* Is it safe for a NIC driver to use all the 48 bytes of skb->cb?
@ 2020-02-15 5:23 Dexuan Cui
2020-02-15 15:20 ` Haiyang Zhang
0 siblings, 1 reply; 4+ messages in thread
From: Dexuan Cui @ 2020-02-15 5:23 UTC (permalink / raw)
To: Haiyang Zhang, Stephen Hemminger, David S. Miller, netdev,
KY Srinivasan, linux-kernel
Cc: linux-hyperv
Hi,
It looks all the layers of drivers among the network stack can use the 48-byte
skb->cb array. Is there any rule how they should coordinate with each other?
I noticed the last 16 bytes are used by struct skb_gso_cb:
include/linux/skbuff.h:
struct skb_gso_cb {
union {
int mac_offset;
int data_offset;
};
int encap_level;
__wsum csum;
__u16 csum_start;
};
#define SKB_SGO_CB_OFFSET 32
#define SKB_GSO_CB(skb) ((struct skb_gso_cb *)((skb)->cb + SKB_SGO_CB_OFFSET))
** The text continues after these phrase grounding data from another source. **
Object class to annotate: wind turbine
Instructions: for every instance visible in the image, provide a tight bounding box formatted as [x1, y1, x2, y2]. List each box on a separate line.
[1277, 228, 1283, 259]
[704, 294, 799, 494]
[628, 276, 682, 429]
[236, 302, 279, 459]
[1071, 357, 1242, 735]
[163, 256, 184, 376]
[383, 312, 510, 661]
Does this mean a low level NIC driver (e.g. hv_netvsc) should only use
the first 32 bytes? What if the upper layer network stack starts to take up
more space in the future?
Now hv_netvsc assumes it can use all of the 48-bytes, though it uses only
20 bytes, but just in case the struct hv_netvsc_packet grows to >32 bytes in the
future, should we change the BUILD_BUG_ON() in netvsc_start_xmit() to
BUILD_BUG_ON(sizeof(struct hv_netvsc_packet) > SKB_SGO_CB_OFFSET);
?
struct hv_netvsc_packet {
/* Bookkeeping stuff */
u8 cp_partial; /* partial copy into send buffer */
u8 rmsg_size; /* RNDIS header and PPI size */
u8 rmsg_pgcnt; /* page count of RNDIS header and PPI */
u8 page_buf_cnt;
u16 q_idx;
u16 total_packets;
u32 total_bytes;
u32 send_buf_index;
u32 total_data_buflen;
};
static int netvsc_start_xmit(struct sk_buff *skb, struct net_device *net)
{
...
/*
* Place the rndis header in the skb head room and
* the skb->cb will be used for hv_netvsc_packet
* structure.
*/
ret = skb_cow_head(skb, RNDIS_AND_PPI_SIZE);
if (ret)
goto no_memory;
/* Use the skb control buffer for building up the packet */
BUILD_BUG_ON(sizeof(struct hv_netvsc_packet) >
FIELD_SIZEOF(struct sk_buff, cb));
packet = (struct hv_netvsc_packet *)skb->cb;
Thanks,
-- Dexuan
^ permalink raw reply [flat|nested] 4+ messages in thread
* RE: Is it safe for a NIC driver to use all the 48 bytes of skb->cb?
2020-02-15 5:23 Is it safe for a NIC driver to use all the 48 bytes of skb->cb? Dexuan Cui
@ 2020-02-15 15:20 ` Haiyang Zhang
2020-02-15 18:04 ` Dexuan Cui
0 siblings, 1 reply; 4+ messages in thread
From: Haiyang Zhang @ 2020-02-15 15:20 UTC (permalink / raw)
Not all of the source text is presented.